During this University of Glasgow Library visiting research fellowship, Alicia will be investigating the history of the Whistler collection at the University through the lens of Rosalind Birnie Philip (the sister-in-law of the artist James McNeill Whistler) who inherited the collection and gave it to the University in a series of three gifts in the twentieth century. This world-class collection has enabled important research on Whistler’s life and his artistic practice, but little is known about how the collection came to the University of Glasgow or the role that Birnie Philip played in developing and caring for the collection. The attention that Birnie Philip gave to the collection extended to the restrictions she placed upon it when it came to the University and the actions that she took to develop it in the years prior to and between her gifts and bequest. This project investigates the extent to which Birnie Philip developed the estate collection following Whistler’s death and how it came to Glasgow. It questions, how did she interact with museum professionals, art dealers and staff within the University of Glasgow in the years before and between the gifts and bequest to the University? What other institutions did she make gifts to? Correspondence between Birnie Philip and dealers in Colnaghi’s & Co. between 1915 and 1955 points to engagement with art dealers to sell works from the estate collection to private collectors and other museum institutions. So, to what extent did Birnie Philip both curate the estate collection to ensure its longevity in institutional settings and actively engage with the art market to develop the collection and those of other institutions?
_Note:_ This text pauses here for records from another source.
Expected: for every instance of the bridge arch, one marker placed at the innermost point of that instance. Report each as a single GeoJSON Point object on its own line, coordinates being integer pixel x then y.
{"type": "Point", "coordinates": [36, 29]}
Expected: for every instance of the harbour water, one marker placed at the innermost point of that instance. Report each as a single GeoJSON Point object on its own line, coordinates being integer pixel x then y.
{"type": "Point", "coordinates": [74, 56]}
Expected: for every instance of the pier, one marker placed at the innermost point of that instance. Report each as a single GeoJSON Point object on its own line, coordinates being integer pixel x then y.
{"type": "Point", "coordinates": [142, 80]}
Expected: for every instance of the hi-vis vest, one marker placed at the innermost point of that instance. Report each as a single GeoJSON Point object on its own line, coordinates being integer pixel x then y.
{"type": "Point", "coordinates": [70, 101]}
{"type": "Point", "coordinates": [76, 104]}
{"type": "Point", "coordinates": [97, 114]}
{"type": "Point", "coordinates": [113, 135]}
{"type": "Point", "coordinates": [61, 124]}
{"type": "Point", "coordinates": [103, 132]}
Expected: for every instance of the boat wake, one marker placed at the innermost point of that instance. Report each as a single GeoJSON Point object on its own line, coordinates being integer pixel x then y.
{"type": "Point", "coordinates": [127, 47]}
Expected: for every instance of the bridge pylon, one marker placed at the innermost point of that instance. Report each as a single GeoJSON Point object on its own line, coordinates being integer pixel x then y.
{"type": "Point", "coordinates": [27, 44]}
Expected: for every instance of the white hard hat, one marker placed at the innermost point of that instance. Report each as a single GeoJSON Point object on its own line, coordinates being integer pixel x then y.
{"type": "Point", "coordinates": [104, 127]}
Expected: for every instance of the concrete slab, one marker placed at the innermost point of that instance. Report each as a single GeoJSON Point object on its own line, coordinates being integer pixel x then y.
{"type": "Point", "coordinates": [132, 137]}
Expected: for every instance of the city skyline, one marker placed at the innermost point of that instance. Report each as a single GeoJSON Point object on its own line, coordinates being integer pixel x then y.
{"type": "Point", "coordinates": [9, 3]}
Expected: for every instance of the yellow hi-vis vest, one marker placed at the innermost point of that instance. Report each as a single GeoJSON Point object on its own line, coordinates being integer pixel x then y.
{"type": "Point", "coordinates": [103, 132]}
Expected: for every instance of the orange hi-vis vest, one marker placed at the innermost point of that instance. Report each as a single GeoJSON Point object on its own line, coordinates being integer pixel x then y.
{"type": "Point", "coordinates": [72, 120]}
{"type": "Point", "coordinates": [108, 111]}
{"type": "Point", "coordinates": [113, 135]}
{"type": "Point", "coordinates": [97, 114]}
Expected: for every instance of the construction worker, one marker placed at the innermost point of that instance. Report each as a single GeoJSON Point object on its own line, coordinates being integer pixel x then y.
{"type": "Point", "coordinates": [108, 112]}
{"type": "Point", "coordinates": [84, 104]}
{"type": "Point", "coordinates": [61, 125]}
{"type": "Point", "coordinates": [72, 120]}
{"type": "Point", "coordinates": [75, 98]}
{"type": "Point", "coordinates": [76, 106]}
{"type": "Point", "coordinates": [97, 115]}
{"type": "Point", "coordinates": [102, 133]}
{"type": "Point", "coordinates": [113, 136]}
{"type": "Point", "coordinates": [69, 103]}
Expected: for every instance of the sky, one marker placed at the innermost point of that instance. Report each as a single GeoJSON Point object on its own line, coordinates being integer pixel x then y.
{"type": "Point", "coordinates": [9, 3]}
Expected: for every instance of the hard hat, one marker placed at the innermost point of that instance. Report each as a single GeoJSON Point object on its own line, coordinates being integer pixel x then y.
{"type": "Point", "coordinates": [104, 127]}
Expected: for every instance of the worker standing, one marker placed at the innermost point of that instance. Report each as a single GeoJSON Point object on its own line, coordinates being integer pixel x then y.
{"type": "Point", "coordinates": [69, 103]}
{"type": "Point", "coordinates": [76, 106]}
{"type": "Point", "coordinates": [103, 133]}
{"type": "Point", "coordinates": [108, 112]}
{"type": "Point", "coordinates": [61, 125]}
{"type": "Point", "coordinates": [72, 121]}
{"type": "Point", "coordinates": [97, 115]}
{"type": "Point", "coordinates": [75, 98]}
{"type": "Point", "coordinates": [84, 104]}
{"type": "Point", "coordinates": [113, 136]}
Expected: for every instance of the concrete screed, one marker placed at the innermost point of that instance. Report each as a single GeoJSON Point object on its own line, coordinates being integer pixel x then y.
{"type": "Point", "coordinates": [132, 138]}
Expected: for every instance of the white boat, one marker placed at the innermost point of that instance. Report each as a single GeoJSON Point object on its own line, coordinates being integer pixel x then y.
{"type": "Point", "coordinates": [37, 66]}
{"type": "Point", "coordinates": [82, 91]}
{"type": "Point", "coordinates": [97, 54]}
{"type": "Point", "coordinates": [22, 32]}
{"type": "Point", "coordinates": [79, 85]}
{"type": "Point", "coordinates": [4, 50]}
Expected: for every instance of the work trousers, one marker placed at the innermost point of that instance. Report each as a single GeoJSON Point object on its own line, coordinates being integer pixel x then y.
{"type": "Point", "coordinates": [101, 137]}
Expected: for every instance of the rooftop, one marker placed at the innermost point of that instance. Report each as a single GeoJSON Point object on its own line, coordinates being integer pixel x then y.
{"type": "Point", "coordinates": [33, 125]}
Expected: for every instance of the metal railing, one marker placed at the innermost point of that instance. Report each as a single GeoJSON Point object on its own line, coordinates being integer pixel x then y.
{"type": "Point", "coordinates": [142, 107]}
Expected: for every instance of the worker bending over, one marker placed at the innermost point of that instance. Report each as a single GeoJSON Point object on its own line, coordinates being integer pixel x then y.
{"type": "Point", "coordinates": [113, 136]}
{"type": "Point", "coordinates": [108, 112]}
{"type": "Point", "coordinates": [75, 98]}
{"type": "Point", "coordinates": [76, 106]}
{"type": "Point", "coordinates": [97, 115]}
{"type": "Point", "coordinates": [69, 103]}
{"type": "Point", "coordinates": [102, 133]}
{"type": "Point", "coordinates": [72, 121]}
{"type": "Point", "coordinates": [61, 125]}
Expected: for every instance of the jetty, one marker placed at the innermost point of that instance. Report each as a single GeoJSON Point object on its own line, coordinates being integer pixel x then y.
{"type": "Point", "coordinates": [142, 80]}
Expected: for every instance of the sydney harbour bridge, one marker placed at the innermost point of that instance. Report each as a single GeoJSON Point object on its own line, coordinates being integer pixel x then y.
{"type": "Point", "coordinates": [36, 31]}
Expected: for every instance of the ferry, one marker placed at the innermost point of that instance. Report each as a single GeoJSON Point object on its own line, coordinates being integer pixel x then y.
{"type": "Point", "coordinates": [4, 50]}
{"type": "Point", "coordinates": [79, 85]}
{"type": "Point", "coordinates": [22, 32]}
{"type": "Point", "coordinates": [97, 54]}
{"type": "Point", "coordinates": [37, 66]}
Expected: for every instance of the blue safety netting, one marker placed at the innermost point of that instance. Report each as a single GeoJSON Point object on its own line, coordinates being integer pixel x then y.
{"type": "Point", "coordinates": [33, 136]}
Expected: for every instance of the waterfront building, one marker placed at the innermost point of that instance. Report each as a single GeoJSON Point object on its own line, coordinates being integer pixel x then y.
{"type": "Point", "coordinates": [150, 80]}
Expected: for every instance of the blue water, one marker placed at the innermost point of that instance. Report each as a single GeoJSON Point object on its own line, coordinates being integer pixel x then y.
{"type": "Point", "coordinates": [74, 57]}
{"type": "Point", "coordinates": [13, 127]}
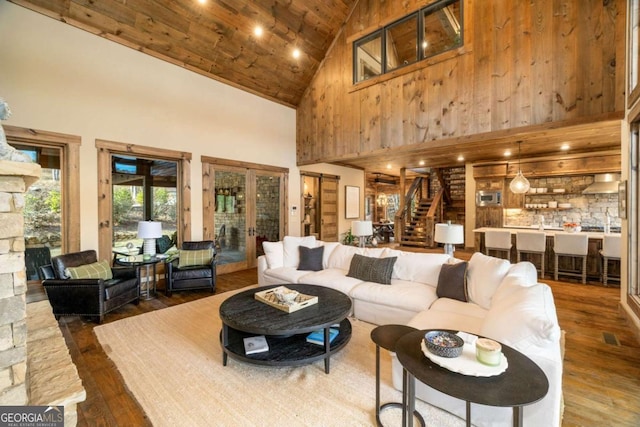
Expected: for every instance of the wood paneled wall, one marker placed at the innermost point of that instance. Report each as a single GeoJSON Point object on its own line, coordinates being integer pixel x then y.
{"type": "Point", "coordinates": [522, 64]}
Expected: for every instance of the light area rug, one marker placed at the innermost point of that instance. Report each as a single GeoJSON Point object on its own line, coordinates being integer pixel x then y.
{"type": "Point", "coordinates": [171, 361]}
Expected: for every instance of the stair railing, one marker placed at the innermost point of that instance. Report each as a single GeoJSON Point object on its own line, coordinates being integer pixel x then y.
{"type": "Point", "coordinates": [435, 214]}
{"type": "Point", "coordinates": [403, 215]}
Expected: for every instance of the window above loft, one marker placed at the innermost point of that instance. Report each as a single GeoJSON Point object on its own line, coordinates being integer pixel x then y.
{"type": "Point", "coordinates": [428, 32]}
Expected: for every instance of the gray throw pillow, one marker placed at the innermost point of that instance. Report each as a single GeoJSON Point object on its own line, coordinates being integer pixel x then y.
{"type": "Point", "coordinates": [372, 269]}
{"type": "Point", "coordinates": [452, 282]}
{"type": "Point", "coordinates": [310, 258]}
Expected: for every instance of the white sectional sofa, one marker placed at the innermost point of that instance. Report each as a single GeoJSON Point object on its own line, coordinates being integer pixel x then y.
{"type": "Point", "coordinates": [503, 301]}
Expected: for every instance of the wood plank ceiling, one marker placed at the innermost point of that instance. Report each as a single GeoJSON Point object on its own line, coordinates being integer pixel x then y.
{"type": "Point", "coordinates": [216, 37]}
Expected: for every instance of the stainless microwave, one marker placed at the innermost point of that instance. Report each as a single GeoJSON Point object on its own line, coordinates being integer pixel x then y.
{"type": "Point", "coordinates": [488, 198]}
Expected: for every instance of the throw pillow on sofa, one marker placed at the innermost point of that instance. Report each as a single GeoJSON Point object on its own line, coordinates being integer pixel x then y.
{"type": "Point", "coordinates": [369, 269]}
{"type": "Point", "coordinates": [452, 281]}
{"type": "Point", "coordinates": [194, 257]}
{"type": "Point", "coordinates": [310, 258]}
{"type": "Point", "coordinates": [96, 270]}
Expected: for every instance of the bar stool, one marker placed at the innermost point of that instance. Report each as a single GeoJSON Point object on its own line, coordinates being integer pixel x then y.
{"type": "Point", "coordinates": [611, 251]}
{"type": "Point", "coordinates": [573, 245]}
{"type": "Point", "coordinates": [386, 336]}
{"type": "Point", "coordinates": [532, 242]}
{"type": "Point", "coordinates": [498, 241]}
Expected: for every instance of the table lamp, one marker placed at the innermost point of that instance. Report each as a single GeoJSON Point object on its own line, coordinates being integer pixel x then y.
{"type": "Point", "coordinates": [149, 231]}
{"type": "Point", "coordinates": [449, 234]}
{"type": "Point", "coordinates": [362, 229]}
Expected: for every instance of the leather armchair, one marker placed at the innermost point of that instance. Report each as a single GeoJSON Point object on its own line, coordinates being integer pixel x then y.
{"type": "Point", "coordinates": [191, 277]}
{"type": "Point", "coordinates": [89, 297]}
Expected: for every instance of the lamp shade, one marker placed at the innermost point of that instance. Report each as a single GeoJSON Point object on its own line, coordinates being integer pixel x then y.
{"type": "Point", "coordinates": [519, 184]}
{"type": "Point", "coordinates": [449, 234]}
{"type": "Point", "coordinates": [149, 229]}
{"type": "Point", "coordinates": [362, 228]}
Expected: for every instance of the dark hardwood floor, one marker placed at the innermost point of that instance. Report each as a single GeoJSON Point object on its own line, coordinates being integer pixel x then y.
{"type": "Point", "coordinates": [601, 370]}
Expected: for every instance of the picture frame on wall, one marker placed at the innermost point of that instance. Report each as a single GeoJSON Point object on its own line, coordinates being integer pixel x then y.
{"type": "Point", "coordinates": [352, 201]}
{"type": "Point", "coordinates": [622, 199]}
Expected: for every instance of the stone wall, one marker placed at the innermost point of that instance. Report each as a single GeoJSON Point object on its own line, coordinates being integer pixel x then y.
{"type": "Point", "coordinates": [15, 179]}
{"type": "Point", "coordinates": [586, 209]}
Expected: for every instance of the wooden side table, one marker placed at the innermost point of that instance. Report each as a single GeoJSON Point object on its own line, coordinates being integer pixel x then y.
{"type": "Point", "coordinates": [521, 384]}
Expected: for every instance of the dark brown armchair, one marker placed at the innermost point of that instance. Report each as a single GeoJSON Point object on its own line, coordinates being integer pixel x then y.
{"type": "Point", "coordinates": [89, 297]}
{"type": "Point", "coordinates": [180, 277]}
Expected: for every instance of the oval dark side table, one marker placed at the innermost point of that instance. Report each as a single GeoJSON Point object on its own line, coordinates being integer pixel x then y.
{"type": "Point", "coordinates": [243, 316]}
{"type": "Point", "coordinates": [521, 384]}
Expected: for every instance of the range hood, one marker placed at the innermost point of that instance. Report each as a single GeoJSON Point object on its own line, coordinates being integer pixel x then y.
{"type": "Point", "coordinates": [605, 183]}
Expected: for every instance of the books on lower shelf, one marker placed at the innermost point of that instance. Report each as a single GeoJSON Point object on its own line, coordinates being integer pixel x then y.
{"type": "Point", "coordinates": [317, 337]}
{"type": "Point", "coordinates": [256, 344]}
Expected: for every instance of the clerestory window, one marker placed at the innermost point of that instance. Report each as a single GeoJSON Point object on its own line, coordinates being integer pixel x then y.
{"type": "Point", "coordinates": [430, 31]}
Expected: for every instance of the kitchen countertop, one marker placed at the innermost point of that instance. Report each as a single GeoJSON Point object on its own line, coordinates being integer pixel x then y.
{"type": "Point", "coordinates": [550, 231]}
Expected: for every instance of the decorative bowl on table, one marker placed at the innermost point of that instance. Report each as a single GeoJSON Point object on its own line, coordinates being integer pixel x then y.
{"type": "Point", "coordinates": [443, 344]}
{"type": "Point", "coordinates": [571, 227]}
{"type": "Point", "coordinates": [285, 295]}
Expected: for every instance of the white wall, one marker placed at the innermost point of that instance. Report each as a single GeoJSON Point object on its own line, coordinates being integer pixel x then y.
{"type": "Point", "coordinates": [62, 79]}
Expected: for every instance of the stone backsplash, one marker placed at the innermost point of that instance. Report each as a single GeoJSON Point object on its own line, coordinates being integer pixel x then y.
{"type": "Point", "coordinates": [589, 210]}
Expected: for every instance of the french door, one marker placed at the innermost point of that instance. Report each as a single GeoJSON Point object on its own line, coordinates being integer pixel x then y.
{"type": "Point", "coordinates": [243, 206]}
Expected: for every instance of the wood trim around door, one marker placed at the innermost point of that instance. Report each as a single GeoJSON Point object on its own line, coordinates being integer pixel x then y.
{"type": "Point", "coordinates": [105, 196]}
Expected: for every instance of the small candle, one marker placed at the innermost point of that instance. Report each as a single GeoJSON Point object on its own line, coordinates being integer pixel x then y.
{"type": "Point", "coordinates": [488, 351]}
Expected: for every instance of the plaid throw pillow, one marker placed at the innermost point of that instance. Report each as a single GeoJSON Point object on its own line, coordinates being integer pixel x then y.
{"type": "Point", "coordinates": [97, 270]}
{"type": "Point", "coordinates": [190, 258]}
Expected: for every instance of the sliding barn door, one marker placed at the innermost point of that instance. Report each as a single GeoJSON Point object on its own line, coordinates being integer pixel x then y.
{"type": "Point", "coordinates": [329, 208]}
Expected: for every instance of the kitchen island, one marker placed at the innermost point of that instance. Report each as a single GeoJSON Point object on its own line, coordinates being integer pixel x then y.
{"type": "Point", "coordinates": [594, 260]}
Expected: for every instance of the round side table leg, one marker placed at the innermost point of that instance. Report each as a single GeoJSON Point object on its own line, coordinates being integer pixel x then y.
{"type": "Point", "coordinates": [403, 405]}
I am delighted to have the opportunity to undertake research this year as a University of Glasgow Visiting Library Fellow. Studying correspondence and documents related to Rosalind Birnie Philip that are held in the university collections will enable me to uncover how Birnie Philip managed the Whistler estate collection that she inherited in on the artist’s death 1903 and, ultimately, how she acted as a curator for the collection. By examining her papers, I look forward to exploring the history of the collection from her perspective. How did she engage with art dealers and other museum specialists? How, when and why did she buy and sell works from the estate collection? How do these acquisitions and sales sit within a broader strategy of collection development? Women played important roles in the history of collecting and collections and I am excited to undertake this research that will develop a new understanding of Birnie Philip as a curator whose actions ultimately served to shape the material and artistic legacy of one of the most important nineteenth-century artists in the History of Art.